Further reaffirming the director’s apt handling of subtly wrought, moreover Southern-fried character and situational dramas, David Gordon Green’s full-on resurgence segues admirably from Prince Avalanche to Joe. Reveling in its immersive casting and setting-specific singularity, the film’s parallels to last year’s Mud only run as deep as you’ve heard – a well-intentioned derelict’s bond with a young man (Tye Sheridan) provides a welcome, transformative distraction from the latter’s everyday familial struggles. Running admirably deeper, Joe’s (Nicolas Cage) standing within his respective Smalltown, Texas community is a bit more palpably desirable, his haunting local legend chiseling away at him daily as the detriment of perpetuated loneliness builds in effective virility.
Enter key wayward youth, Gary, of whom catches his soon-to-be savior’s eye almost immediately upon scoring a spot among Joe’s modest backwoods workforce. Character-building remains steady from here while our two protagonists interact frequently with locals both amiable and the opposite, competent storytelling remaining just that given the wobbly arrangement of the pair’s chemistry-building sequences and corresponding tonal messiness.

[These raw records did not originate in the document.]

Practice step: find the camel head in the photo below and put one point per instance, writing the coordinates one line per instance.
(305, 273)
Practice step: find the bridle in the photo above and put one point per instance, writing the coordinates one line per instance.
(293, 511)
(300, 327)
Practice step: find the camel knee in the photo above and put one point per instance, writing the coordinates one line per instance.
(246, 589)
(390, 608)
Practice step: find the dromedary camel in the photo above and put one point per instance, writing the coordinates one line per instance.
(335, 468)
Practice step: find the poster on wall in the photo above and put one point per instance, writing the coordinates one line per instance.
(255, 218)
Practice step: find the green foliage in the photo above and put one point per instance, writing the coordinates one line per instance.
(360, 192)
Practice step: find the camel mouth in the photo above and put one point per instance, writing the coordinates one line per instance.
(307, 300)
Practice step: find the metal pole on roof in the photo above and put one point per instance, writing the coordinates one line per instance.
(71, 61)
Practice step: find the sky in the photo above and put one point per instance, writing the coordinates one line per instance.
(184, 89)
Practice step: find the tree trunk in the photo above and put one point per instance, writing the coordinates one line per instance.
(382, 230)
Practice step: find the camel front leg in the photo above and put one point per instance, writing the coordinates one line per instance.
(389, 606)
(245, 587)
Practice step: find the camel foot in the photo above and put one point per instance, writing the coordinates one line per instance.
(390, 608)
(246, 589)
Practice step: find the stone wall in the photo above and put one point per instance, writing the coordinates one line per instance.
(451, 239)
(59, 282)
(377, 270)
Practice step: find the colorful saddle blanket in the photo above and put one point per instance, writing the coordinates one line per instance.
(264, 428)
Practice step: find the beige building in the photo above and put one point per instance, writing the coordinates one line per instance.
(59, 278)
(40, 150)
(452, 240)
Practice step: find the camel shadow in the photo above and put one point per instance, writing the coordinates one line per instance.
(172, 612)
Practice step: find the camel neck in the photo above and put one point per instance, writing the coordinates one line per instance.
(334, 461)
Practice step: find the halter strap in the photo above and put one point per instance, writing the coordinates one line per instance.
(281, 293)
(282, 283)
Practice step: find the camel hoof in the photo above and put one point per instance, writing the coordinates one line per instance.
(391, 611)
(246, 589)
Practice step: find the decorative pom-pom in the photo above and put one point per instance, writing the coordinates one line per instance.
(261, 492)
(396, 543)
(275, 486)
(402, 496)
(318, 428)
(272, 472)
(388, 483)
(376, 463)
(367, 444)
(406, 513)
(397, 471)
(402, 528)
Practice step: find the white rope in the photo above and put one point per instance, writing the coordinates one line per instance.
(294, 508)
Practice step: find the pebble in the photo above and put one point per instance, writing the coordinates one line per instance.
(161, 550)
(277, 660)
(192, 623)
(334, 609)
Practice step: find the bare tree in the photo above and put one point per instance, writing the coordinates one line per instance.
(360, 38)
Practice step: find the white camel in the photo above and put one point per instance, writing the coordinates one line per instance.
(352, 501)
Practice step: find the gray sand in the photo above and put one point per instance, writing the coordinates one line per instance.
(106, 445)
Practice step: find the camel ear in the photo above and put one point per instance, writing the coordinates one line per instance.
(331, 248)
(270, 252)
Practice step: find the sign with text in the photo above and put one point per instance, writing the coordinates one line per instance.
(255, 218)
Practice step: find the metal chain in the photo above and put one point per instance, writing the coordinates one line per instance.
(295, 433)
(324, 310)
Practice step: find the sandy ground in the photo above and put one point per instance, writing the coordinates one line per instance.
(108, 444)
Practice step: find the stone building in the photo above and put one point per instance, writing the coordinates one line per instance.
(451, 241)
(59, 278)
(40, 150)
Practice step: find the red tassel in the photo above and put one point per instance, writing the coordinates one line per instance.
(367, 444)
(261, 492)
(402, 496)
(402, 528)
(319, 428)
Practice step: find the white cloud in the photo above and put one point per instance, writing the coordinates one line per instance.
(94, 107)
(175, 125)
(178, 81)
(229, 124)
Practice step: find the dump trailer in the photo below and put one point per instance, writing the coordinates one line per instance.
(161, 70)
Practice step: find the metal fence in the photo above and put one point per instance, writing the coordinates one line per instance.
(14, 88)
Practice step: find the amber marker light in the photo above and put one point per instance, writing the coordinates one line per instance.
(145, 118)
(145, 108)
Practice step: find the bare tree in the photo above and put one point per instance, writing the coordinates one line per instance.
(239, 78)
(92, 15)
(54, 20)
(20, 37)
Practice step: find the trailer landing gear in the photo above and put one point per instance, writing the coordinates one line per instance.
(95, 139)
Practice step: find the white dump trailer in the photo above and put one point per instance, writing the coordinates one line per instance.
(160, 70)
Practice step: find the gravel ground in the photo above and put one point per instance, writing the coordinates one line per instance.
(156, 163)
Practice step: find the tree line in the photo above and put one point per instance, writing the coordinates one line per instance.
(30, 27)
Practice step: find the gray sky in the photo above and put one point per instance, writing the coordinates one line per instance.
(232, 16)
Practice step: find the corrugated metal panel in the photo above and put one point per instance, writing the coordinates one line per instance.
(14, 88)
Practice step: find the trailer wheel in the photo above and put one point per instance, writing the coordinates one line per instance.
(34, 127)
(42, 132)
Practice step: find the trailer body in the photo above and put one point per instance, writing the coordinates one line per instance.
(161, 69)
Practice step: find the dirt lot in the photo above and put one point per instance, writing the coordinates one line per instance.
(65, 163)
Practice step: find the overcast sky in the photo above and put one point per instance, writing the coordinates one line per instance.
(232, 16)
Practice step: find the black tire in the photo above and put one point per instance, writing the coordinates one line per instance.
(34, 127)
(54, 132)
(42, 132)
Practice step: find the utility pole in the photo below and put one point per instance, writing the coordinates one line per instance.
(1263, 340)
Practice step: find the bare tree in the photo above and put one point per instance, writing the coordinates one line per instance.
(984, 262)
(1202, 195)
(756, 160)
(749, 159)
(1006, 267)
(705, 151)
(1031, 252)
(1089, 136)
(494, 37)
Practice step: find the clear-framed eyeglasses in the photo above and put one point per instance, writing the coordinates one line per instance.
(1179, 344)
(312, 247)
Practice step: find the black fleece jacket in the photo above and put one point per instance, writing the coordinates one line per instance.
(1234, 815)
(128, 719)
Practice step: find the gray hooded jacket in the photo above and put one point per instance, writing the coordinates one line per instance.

Barring its questionable structural integrity, strong performances across the board and palpable commentary on the wide-reaching desire and necessity of capable father figures do wonders for Joe. The titular flawed antihero’s self-examination and reevaluation remain touching as Gordon Green’s discernible flourishes benefiting the proceedings from an equally resonant and technical standpoint. Jarring moody and sometimes violent infrequency detract from its poignancy, yet the fact of the matter remains: Joe is simply a solid chunk of regional storytelling bolstered by attention to detail and all-encompassing sensitivity regarding the handling of its subjects and situations.